Some University of Vermont mathematicians have programmed a computer to analyze more than 1,000 texts on Project Gutenberg, and reminiscent of Kurt Vonnegut's story shapes lecture, they found that about 85% of them fit one of six narrative arcs. But Veronique Greenwood warns of some flaws: "The book that fit the Icarus arc best was a collection of 196 yoga sutras. Another odd marriage was the ‘Cinderella’ arc and its top fit: Boethius’ The Consolation of Philosophy."
Davis Harper and Jeff Maysh annotate Maysh's story about a young nurse who robbed banks, an "unreliable narrator" of her own story: "This story helped me realize that sometimes you don’t have to make the decision on who is telling the truth, or why," Maysh says. "I think you’ve got to be very clear that someone is an unreliable narrator, and allow the reader to make their mind up. That’s a tool from fiction, because some of the best fiction uses an unreliable narrator."
Kari Howard talks to David Wolman and Julian Smith and annotates their Epic magazine story, "The Cold War," on feuding ice cream vendors in Salem, Ore.
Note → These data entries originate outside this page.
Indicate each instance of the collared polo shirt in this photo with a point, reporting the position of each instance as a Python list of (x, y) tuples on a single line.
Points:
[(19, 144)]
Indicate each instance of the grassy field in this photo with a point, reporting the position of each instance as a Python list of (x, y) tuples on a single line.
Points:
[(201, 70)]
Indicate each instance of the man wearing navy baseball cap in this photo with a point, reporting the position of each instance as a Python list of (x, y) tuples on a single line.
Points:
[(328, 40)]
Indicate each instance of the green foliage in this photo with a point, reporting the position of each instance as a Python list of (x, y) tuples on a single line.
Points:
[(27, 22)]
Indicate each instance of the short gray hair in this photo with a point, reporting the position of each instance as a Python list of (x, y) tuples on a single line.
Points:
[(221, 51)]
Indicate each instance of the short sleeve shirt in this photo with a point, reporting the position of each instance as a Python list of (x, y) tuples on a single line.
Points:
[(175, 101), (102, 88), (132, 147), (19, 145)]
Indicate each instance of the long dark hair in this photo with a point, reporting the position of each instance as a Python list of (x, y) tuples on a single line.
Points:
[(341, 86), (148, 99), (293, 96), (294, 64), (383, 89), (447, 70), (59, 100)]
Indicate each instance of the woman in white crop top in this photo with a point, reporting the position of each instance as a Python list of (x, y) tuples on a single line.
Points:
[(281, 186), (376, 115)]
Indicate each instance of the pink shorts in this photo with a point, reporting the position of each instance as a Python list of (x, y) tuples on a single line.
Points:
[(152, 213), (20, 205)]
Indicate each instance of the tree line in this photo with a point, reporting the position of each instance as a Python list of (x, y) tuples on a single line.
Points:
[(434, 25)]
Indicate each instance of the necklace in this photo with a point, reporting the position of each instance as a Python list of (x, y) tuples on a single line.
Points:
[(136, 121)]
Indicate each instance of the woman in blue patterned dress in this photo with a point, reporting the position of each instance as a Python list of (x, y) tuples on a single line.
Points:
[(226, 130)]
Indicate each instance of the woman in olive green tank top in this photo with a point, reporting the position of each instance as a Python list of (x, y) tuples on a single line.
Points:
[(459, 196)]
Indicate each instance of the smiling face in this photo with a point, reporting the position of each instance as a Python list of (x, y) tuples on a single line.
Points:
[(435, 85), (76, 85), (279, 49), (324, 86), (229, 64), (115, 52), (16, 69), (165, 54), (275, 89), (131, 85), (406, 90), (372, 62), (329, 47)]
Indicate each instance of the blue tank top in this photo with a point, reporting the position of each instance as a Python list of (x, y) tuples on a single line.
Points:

Howard writes about how rarely longform journalism takes the kind of comic turn seen in that story: "Maybe it was so appealing because it reminded me of a favorite movie called 'Comfort and Joy,' which is like a Scottish version of this story — an offbeat comedy pitting one ice cream 'mafia' against another."
Allison Eck interviews Jon Mooallem about his story on Gavin Pretor-Pinney and the Cloud Appreciation Society, including how Mooallem weaved amateur cloud-watching's history into it: "History is always my favorite part to write, and typically to read, too. It tends to feel so crisp, with a clear momentum that the sloppy narrative you’re cobbling together from your shaggy real-time interviews and contemporary reality never does. What a relief when everyone’s long dead!"
Rachel Aviv talks to Steve Weinberg about her story on the police shooting of a mentally ill Albuquerque man and her circuitous route to the story, which began when she was doing research into acts of domestic violence committed by police officers: "My search terms somehow led me to a petition by a father in Albuquerque whose son had been killed by the police. The petition made it sound as if the son was one of many who had met the same fate."
Harvard historian and New Yorker writer Jill Lepore, biographer of Benjamin Franklin's little sister Jane, annotates her story “The Prodigal Daughter,” in which she weaves her mother's history and Jane Franklin's into a single layered narrative, drawing heavily upon her many years of archival research: "The parts of the book that get imported into the essay are like the reduction of a sauce that has been simmering so long you don’t even remember turning on the stove.”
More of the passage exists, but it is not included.